FDA Debars Former CDER Employee for Participation in Insider Trading Scheme
| Posted: 5 March 2013
By Alexander Gaffney, RF News Editor
Former US Food and Drug Administration (FDA) chemist Cheng Yi Liang almost certainly won't be finding work in the life sciences sector once he gets out of prison for profiting from the information he learned as an employee within FDA's Center for Drug Evaluation and Research (CDER).
Liang worked as a chemist at FDA, where investigators said he had broad access to its Documents Archiving, Reporting and Regulatory Tracking Systems (DAARTS), which the agency uses to keep track of its drug applications under review.
According to Securities and Exchange Commission (SEC) documents, at some point in 2006, Liang started to use his position within FDA and his access to the DAARTS database to obtain information regarding upcoming drug approvals, which he then used to buy and sell securities, earning him a profit.
A huge profit, in fact. Liang reportedly made more than $3.7 million on 19 publicly traded companies between 2006 and when he was finally caught in 2011.

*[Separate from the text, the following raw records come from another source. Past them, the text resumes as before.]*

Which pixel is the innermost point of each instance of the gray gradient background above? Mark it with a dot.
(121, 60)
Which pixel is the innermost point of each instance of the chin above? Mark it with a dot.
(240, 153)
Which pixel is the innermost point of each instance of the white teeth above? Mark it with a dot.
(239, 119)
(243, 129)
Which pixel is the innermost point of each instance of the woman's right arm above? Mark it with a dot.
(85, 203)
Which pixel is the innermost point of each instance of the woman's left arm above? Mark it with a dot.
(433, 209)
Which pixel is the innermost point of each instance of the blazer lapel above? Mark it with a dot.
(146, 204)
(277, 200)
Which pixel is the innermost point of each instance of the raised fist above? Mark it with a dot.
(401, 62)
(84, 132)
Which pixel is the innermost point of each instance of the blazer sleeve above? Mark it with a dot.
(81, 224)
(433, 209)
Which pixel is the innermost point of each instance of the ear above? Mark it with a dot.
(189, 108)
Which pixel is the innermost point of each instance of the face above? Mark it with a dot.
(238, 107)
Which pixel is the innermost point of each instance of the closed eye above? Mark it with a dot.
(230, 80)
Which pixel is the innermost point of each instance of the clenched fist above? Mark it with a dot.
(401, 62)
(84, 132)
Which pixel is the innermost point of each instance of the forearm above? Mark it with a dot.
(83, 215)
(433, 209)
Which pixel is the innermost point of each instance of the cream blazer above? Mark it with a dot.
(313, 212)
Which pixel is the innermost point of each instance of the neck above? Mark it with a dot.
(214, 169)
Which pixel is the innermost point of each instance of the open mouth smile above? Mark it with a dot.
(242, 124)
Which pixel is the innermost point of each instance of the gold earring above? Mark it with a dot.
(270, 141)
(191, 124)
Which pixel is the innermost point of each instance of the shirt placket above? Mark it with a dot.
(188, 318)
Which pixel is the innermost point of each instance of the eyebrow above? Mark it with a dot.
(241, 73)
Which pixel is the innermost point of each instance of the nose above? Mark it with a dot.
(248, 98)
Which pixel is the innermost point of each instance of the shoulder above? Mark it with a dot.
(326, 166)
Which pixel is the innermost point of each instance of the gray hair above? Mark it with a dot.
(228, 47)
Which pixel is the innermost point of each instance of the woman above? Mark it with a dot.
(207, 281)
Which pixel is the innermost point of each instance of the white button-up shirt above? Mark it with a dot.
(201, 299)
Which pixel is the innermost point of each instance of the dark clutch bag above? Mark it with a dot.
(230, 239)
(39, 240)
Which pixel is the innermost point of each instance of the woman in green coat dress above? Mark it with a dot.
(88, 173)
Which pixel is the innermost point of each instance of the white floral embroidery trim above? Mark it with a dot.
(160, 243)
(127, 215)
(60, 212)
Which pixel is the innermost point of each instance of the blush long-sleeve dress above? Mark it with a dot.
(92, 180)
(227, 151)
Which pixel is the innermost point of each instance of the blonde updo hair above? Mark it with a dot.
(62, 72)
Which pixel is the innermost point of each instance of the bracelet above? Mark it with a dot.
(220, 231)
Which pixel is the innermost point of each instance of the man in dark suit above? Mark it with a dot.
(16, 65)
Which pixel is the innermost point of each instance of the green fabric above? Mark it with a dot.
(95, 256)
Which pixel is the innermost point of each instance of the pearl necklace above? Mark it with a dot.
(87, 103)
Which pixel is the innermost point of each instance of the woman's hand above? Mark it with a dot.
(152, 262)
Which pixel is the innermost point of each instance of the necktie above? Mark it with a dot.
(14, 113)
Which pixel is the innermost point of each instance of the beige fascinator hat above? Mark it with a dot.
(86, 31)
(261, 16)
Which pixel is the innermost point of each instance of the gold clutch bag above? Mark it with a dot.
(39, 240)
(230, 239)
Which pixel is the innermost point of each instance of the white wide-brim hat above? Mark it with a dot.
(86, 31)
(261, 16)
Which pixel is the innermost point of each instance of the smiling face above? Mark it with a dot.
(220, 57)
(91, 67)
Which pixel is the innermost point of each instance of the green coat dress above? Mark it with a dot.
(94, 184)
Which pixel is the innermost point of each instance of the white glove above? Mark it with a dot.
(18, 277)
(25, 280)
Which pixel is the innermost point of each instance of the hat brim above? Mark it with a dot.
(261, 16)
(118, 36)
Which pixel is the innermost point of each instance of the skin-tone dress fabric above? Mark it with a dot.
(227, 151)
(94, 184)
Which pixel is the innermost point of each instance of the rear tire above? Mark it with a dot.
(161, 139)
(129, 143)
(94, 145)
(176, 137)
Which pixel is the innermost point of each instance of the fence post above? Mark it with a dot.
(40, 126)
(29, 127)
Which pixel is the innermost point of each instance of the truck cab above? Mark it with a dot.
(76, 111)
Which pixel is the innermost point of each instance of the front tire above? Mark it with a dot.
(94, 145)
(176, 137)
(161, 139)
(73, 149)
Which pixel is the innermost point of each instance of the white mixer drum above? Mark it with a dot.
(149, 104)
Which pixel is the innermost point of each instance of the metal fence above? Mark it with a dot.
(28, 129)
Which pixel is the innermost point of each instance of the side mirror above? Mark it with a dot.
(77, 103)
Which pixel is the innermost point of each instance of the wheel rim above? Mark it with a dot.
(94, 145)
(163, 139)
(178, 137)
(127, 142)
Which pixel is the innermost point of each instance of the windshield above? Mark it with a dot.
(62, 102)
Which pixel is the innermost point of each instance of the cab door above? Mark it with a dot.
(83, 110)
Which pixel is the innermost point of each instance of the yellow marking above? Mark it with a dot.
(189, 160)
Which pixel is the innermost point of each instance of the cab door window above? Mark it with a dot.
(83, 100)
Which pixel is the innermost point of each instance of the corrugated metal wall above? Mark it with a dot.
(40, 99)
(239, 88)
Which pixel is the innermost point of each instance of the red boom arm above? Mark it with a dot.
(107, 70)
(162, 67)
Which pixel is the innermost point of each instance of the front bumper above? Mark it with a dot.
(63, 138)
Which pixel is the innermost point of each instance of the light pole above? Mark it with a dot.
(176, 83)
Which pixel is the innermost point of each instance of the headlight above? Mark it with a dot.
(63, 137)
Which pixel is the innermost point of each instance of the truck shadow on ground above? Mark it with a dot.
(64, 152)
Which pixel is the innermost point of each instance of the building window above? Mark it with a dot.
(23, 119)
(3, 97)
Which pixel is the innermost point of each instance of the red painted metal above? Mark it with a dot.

"Liang purchased stock for a profit before nineteen positive announcements; short sold stock for a profit before six negative announcements; and sold stock to avoid losses before two negative announcements," SEC wrote in its filing.
The Hammer Drops
Liang resigned from FDA in September 2012 and settled his charges with SEC in November 2011, and on 5 March 2012 was sentenced to five years in prison and three years of supervised released for what the US Department of Justice (DOJ) called "securities fraud and making false statements."
"Taking advantage of his special access as a chemist at the FDA, Mr. Liang used sensitive inside information to reap illegal profits in the pharmaceutical securities market,” said Assistant Attorney General Lanny Breuer in a statement. “For years, he exploited his position in the agency to make easy money on the stock market. But this sentence shows that easy money has consequences. Investors engage in insider trading at their peril.”
With Liang in jail, FDA moved to make sure he would be unable to defraud others even after his release from prison. In November 2012, the agency said it sent Liang a notice proposing to "permanently debar him from providing services in any capacity to a person that has an approved or pending drug product application."
Notices to debar are regularly sent out by FDA after a person is convicted of a felony related to conduct prohibited under the Federal Food, Drug and Cosmetic Act. According to FDA, Liang never responded to its notice, thereby waiving his opportunity to appeal FDA's proposal to permanently debar him.
"Any person with an approved or pending drug product application who knowingly employs or retains as a consultant or contractor, or otherwise uses the services of Mr. Liang in any capacity during Mr. Liang’s debarment, will be subject to civil money penalties," FDA explained. "If Mr. Liang provides services in any capacity to a person with an approved or pending drug product application during his period of debarment, he will be subject to civil money penalties. In addition, FDA will not accept or review any abbreviated new drug applications submitted by or with the assistance of Mr. Liang during his period of debarment."